How To Deal With The Loss Of Our Pet?

How to deal with the loss of our pet?

Dealing with the loss of our pet is an experience that all animal lovers have at one point or another in life. However, do we all experience grief and loss alike? The answer is no. Indeed, even if it seems to be a universal phenomenon, the means of managing pain present a great diversity which depends in particular on cultural and religious factors (Marquis, 2003).

Like mourning expressed for the loss of people, mourning is also expressed for pets. What, however, drives us to grieve the loss of our pet? This is so because the attachment relationship between humans and pets is reinforced by the fact that animals are considered part of the family (Field, Gavish, Orsini & Packman, 2009).

Whoever does not accept to suffer will suffer throughout his life

Thelma Duffey (2005), doctor from the University of Texas at San Antonio, assures us that the loss of our pets is generally experienced as a painful experience. To this suffering should be added the cultural taboos  associated with the experience of grieving the loss of our pet. This pain is generally not understood by a large part of the population. This therefore amplifies the distress of these grieving processes.

loss of our pet

Although  many people bond with pets,  others do not develop this attachment. So they are not able to appreciate the relationships between humans and animals. Those who don’t understand this relationship often underestimate their loss. They even make comments like “it was just a dog”, “take another one,“ are you that sad for a pet? ”Etc.

The loss of our pet can be one of the most difficult times to go through.  Even if, socially, it is not recognized as having the same emotional impact as that of a human being.

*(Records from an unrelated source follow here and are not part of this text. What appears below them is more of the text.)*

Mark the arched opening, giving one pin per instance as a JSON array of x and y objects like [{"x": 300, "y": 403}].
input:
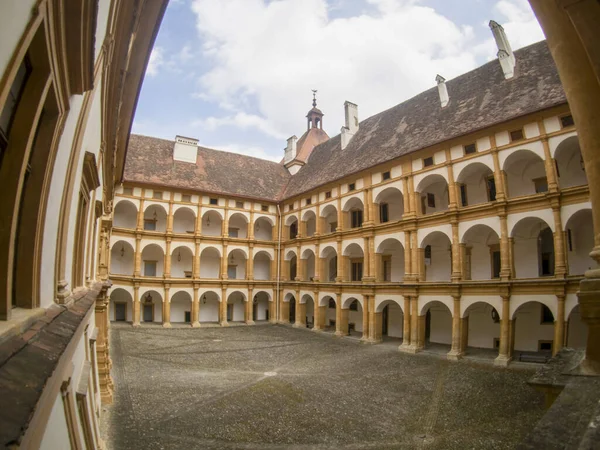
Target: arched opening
[
  {"x": 122, "y": 258},
  {"x": 212, "y": 223},
  {"x": 235, "y": 307},
  {"x": 354, "y": 262},
  {"x": 476, "y": 185},
  {"x": 238, "y": 226},
  {"x": 576, "y": 330},
  {"x": 209, "y": 307},
  {"x": 569, "y": 164},
  {"x": 153, "y": 261},
  {"x": 533, "y": 328},
  {"x": 329, "y": 218},
  {"x": 236, "y": 265},
  {"x": 390, "y": 319},
  {"x": 525, "y": 174},
  {"x": 151, "y": 307},
  {"x": 184, "y": 221},
  {"x": 210, "y": 263},
  {"x": 125, "y": 215},
  {"x": 155, "y": 218},
  {"x": 121, "y": 306},
  {"x": 181, "y": 308},
  {"x": 353, "y": 213},
  {"x": 579, "y": 240},
  {"x": 260, "y": 306},
  {"x": 481, "y": 253},
  {"x": 437, "y": 257},
  {"x": 533, "y": 248},
  {"x": 181, "y": 262},
  {"x": 390, "y": 256},
  {"x": 433, "y": 192},
  {"x": 390, "y": 204},
  {"x": 262, "y": 265},
  {"x": 263, "y": 229},
  {"x": 308, "y": 259}
]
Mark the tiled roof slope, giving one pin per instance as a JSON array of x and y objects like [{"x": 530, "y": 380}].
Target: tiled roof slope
[
  {"x": 478, "y": 99},
  {"x": 150, "y": 160}
]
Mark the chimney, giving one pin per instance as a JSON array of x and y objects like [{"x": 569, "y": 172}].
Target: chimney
[
  {"x": 351, "y": 112},
  {"x": 442, "y": 90},
  {"x": 505, "y": 53},
  {"x": 185, "y": 149},
  {"x": 290, "y": 150}
]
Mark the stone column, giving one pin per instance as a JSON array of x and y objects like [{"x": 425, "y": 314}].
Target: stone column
[
  {"x": 195, "y": 308},
  {"x": 167, "y": 308},
  {"x": 559, "y": 325},
  {"x": 456, "y": 352},
  {"x": 136, "y": 305},
  {"x": 504, "y": 355}
]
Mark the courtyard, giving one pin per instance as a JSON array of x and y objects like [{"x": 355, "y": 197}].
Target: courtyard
[{"x": 274, "y": 386}]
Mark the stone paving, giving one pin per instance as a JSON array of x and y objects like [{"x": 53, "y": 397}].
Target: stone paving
[{"x": 273, "y": 386}]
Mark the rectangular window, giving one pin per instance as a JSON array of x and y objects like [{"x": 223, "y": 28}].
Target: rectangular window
[
  {"x": 516, "y": 135},
  {"x": 149, "y": 268},
  {"x": 470, "y": 149},
  {"x": 356, "y": 271},
  {"x": 541, "y": 185},
  {"x": 567, "y": 121},
  {"x": 356, "y": 218},
  {"x": 384, "y": 212}
]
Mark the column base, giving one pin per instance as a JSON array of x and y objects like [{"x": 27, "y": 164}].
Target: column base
[{"x": 502, "y": 360}]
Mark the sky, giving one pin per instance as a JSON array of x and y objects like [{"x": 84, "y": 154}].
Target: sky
[{"x": 238, "y": 74}]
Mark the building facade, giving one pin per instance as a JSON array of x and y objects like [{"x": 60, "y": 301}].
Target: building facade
[{"x": 460, "y": 217}]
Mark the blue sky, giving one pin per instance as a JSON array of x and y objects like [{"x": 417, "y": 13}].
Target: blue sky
[{"x": 238, "y": 74}]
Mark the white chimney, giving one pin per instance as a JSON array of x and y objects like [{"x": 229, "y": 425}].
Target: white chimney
[
  {"x": 186, "y": 149},
  {"x": 505, "y": 53},
  {"x": 290, "y": 150},
  {"x": 351, "y": 112},
  {"x": 442, "y": 90}
]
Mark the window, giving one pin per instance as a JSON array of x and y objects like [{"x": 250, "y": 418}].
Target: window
[
  {"x": 356, "y": 271},
  {"x": 541, "y": 185},
  {"x": 547, "y": 316},
  {"x": 470, "y": 149},
  {"x": 384, "y": 212},
  {"x": 567, "y": 121},
  {"x": 516, "y": 135},
  {"x": 356, "y": 218},
  {"x": 149, "y": 268},
  {"x": 491, "y": 188}
]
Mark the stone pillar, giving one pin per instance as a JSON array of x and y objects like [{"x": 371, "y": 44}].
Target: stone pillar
[
  {"x": 195, "y": 308},
  {"x": 504, "y": 355},
  {"x": 559, "y": 325},
  {"x": 167, "y": 308},
  {"x": 456, "y": 351},
  {"x": 136, "y": 305}
]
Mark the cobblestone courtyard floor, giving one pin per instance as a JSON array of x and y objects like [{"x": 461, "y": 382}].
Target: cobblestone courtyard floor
[{"x": 268, "y": 387}]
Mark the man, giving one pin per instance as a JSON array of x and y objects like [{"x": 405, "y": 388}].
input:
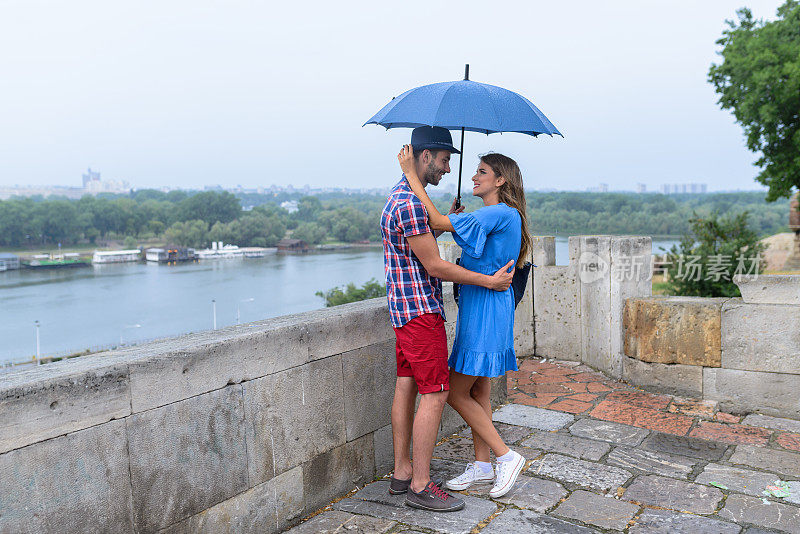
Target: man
[{"x": 414, "y": 274}]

According to a study by the Department of Animal Sciences at the University of Hawaii (US),  30% of masters experience pain for six months or more. For 12% of them this is a very traumatic event in their life.

How to deal with the grief of the loss of our pet?

The grieving process consists of  four phases. They are the same as we experience when a loved one dies:

  • Disclaimer:  At this point, we have yet to cope with the loss. We use denial of what happened as a defense mechanism to delay the impact. It is advisable to get rid of or put away our pet’s toys.
  • Expression of emotions  : sadness, melancholy or anger. A lot of feelings can appear. To alleviate these emotions, it would be appropriate to be indulgent in the face of tears, not to demand that we be well when we are not yet. We have to let the emotions express themselves and live them. Feel them when they appear, let them arise, do not pretend to avoid them.
  • Reconstruction:  we realize the void that our pet has left us. We become aware of the routines that we had created with him. Routines that we were not aware of before, such as walking our dog, playing in the park with him,… So it would be time to create new routines.
  • Interacting with the memory of our pet in a different way:  it is about looking forward. To recover quietly and safely. In this way, we will remember the immense love we felt for him.

Don’t cry because it’s over, smile because it’s happened

As in many situations, we each experience the same events differently. So we don’t all need the same time to recover  from the grieving process inherent in the loss of our pet.

Some opt for the adoption of another companion. Others do not take another pet … However, we should not feel bad if we have decided to have another pet. Indeed, it is not a question of “ replacing” but of embarking on a new road filled with new routines and wonderful experiences with our new pet.

 

The child and his pet
Our thoughts Our thoughts

The child and his animal are able to create a bond that nothing and no one can ever break. Let’s think about this together.